The film is better when it sticks to simply documenting the march and spending time with the participants, some of whom explain in their own halting, unrehearsed words why they chose to take part. What's especially interesting here is the sheer variety of people who participate. The film definitively smashes any preconceptions of peace marches as hippie affairs, dominated by rebellious teens and slackers. This march is attended by a wide cross-section of British society, not only the young: parents, grandparents, laborers, teachers, conservative-looking ordinary people who are concerned about the future, for their kids and grandkids, in a nuclear age. It's moving to see these people protesting and to hear them express, in simple and direct terms, their feelings about nuclear weapons. It's fascinating to see so many people of different ages and classes coming together, and one struggles to imagine a similar variety of people at modern protests. This is pure democracy, with so many people willing to endure a long and grueling march to make their voices heard, to express their passionate feelings about an issue they all care about.

These powerful images are this documentary's most valuable asset, a glimpse into a past when all sorts of people engaged passionately in public political discourse, something sadly less common these days. Also interesting is the film's willingness to depict the fun, social aspect of this event, while refusing to judge the dancing, singing, merry young people seen here for actually having fun during a protest. The narration's best, most unpretentious moment comes as an answer to the criticisms of the young protesters as "unserious" and "frivolous." The narrator's rejoinder summarizes the most vibrant threads running through this interesting if inconsistent documentary: "There's no use being against death, if you don't know how to enjoy life while you've got it."

2 comments:

Mykal Banta said...

Ed: Very solid review, as always.
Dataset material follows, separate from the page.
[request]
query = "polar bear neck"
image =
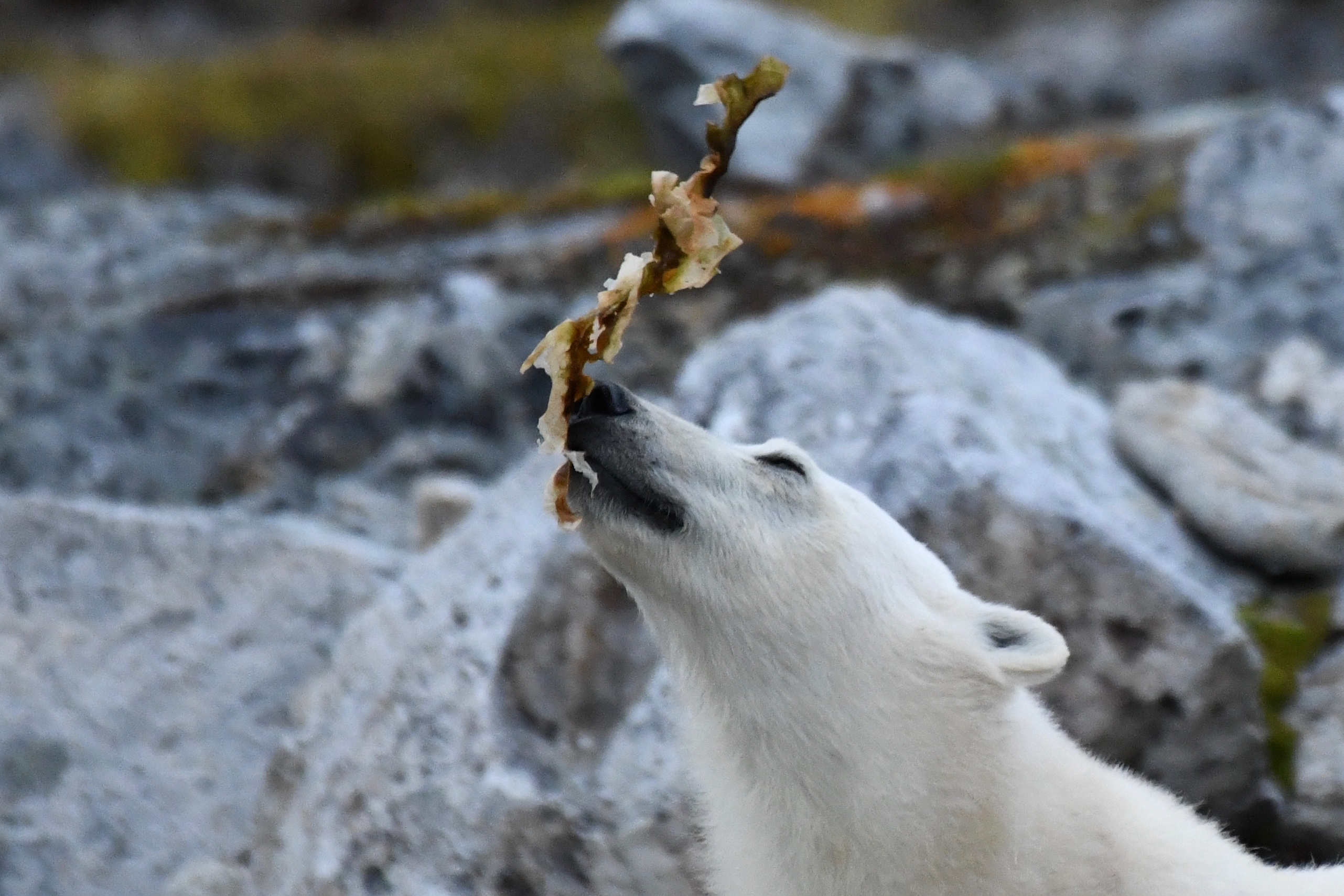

After reading your blog for some time, I have a question. Do you ever take requests? If so, could you give the Only the Cinema treatment to Andrzej Wanjda's 1982 Danton? Criterion Collection has recently come out with this film, and it is a doozie. It's not appropriate for my blog, but would fit quite comfortably on yours, and I would love to see it get some of your expertise. -- Mykal

Ed Howard said...

Thanks for the comment, Mykal. I haven't watched much Wajda, but I'd like to -- I'll have to try and track down Danton, maybe after I've watched at least some of his war trilogy first.